Ai que saudade, do telefone giratório, daquele cinza tradicional, de “queimar a foto”, do preto e branco, de escrever uma carta sem remetente, ou ao menos receber uma que não seja a fatura do cartão, daquela sensação de abrir uma correspondência escrita à mão, sentir o cheiro e ver os pingos na folha quase transparente, a tinta manchada, a foto revelada.
Ai que saudade do cheiro do álcool junto com o medo da avaliação bimestral, de levantar mesmo reclamando para ir tomar banho e simplesmente não poder se negar senão ia dormir com marca vermelha na pele. 

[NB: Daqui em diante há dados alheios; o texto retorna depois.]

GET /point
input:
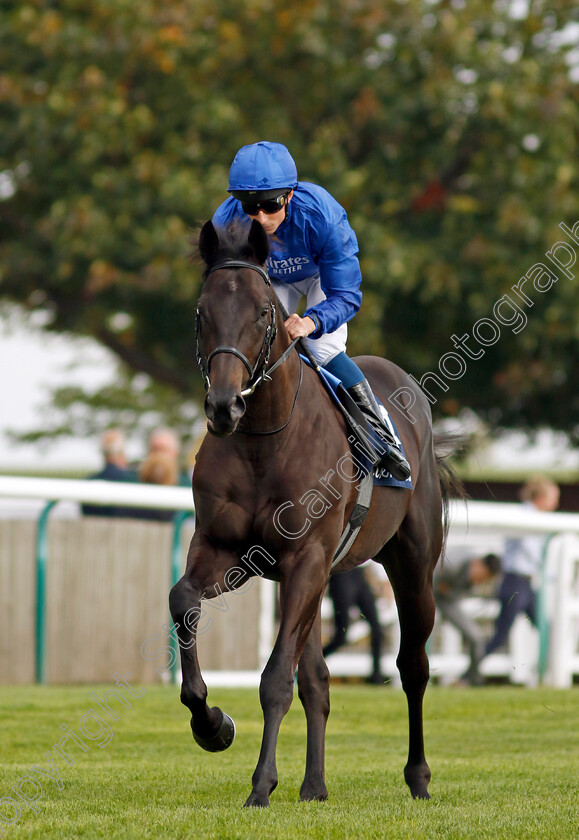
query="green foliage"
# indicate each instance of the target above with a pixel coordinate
(447, 129)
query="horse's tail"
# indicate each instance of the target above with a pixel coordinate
(447, 444)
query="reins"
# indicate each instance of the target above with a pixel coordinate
(259, 372)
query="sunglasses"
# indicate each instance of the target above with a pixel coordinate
(268, 205)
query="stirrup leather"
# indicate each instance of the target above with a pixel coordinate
(392, 460)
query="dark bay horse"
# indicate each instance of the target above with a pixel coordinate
(274, 484)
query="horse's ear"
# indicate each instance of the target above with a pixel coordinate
(208, 243)
(258, 241)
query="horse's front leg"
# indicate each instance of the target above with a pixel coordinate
(301, 593)
(314, 692)
(212, 729)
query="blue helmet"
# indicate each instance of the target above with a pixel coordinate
(261, 168)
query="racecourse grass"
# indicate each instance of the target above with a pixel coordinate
(504, 763)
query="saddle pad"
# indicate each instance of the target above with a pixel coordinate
(382, 478)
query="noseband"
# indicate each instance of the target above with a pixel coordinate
(257, 372)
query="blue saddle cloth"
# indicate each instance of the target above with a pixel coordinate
(382, 478)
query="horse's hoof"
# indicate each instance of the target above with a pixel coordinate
(255, 801)
(222, 739)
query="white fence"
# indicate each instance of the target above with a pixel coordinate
(550, 655)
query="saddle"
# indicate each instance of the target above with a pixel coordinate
(363, 439)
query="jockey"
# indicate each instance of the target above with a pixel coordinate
(313, 252)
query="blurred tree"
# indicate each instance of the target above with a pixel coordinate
(447, 129)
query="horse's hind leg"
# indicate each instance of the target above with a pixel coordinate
(314, 693)
(409, 560)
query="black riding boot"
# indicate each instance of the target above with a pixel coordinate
(392, 460)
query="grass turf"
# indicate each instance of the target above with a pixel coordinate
(504, 764)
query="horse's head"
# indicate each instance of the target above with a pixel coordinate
(235, 320)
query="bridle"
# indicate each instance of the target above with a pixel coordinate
(258, 372)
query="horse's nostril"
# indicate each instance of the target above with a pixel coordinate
(238, 406)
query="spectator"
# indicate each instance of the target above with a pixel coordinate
(164, 440)
(452, 583)
(157, 468)
(522, 562)
(347, 590)
(115, 469)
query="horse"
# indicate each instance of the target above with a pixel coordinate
(274, 484)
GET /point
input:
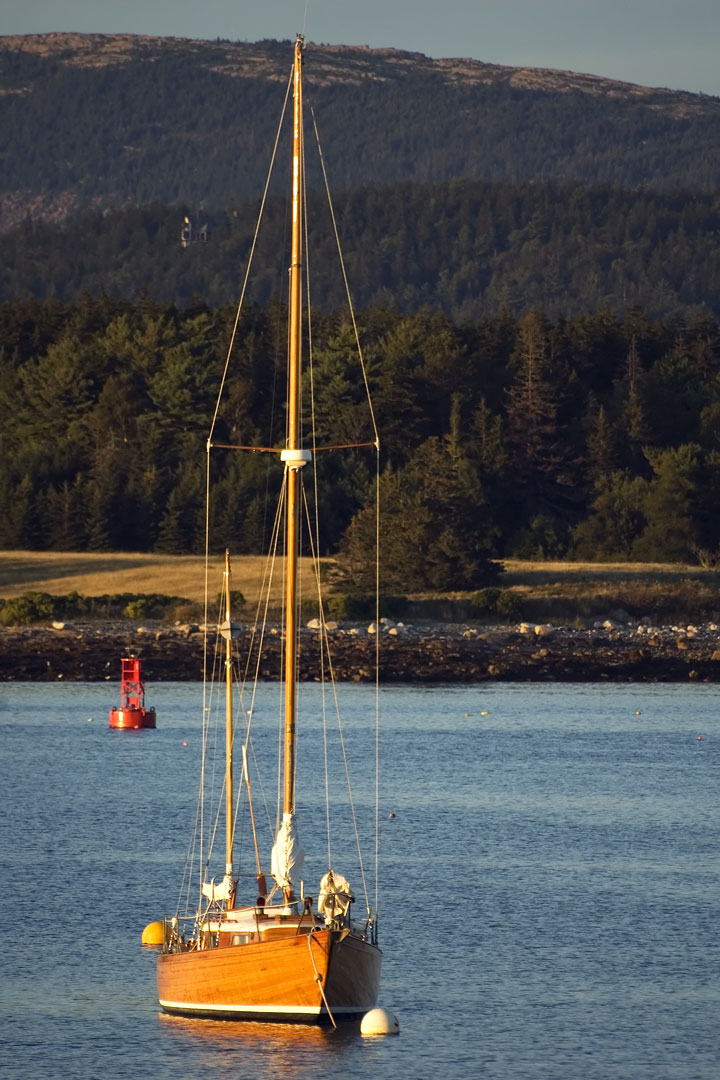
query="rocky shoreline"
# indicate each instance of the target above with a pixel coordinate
(437, 652)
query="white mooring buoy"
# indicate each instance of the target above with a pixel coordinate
(380, 1022)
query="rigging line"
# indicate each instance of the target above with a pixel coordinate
(216, 664)
(377, 678)
(265, 592)
(344, 278)
(326, 646)
(250, 256)
(318, 979)
(313, 541)
(311, 372)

Ai que saudade de poder começar tudo novamente, [suspiros], de ser tão prático recomeçar, de voltar, de viver tudo outra vez como em uma fita VHS, de simplesmente poder voltar à mão. Era tudo mais simples e grande, até os móveis pareciam maiores, a casa então, era uma mansão.
Hoje, as coisas estão pequenas, estão saturadas, hoje é necessário comprar “outro novo”, porque o antigo estragou rápido demais. Hoje, as marcas não são mais na pele, mas na alma e não somem mais quando acordamos, ainda estão lá, e lá elas ficam sem poder rebobinar ou recomeçar.
Hoje, tem que compactar tudo, projetar tudo para caber tudo, a mesa é daquelas que levanta e desce rente a parede para não ocupar espaço, tudo tem que estar livre (livre demais), nem bidê tem mais, até o café na mesa não tem mais espaço, nada pode ser preenchido demais. Tudo tem que ser instantâneo até o macarrão, hoje, tem “fast food” e a comida tem que ser congelada feita de uma só vez para guardar em potes para semana toda, até os sentimentos parecem que são guardados em potes, e não mais em corações. Tudo que ocupe espaço de mais é perda de tempo, e perda de tempo ninguém mais pode ter.
As conversas em bares e restaurantes entre amigos ou casais são preenchidas por smartphones de todas as marcas, mas quase todo mundo só quer de uma.
Hoje, só hoje, não tem 120, nem 280 caracteres, hoje é ilimitado com borda recheada e sem filtro. Hoje, não tem WiFi, conversem entre vocês!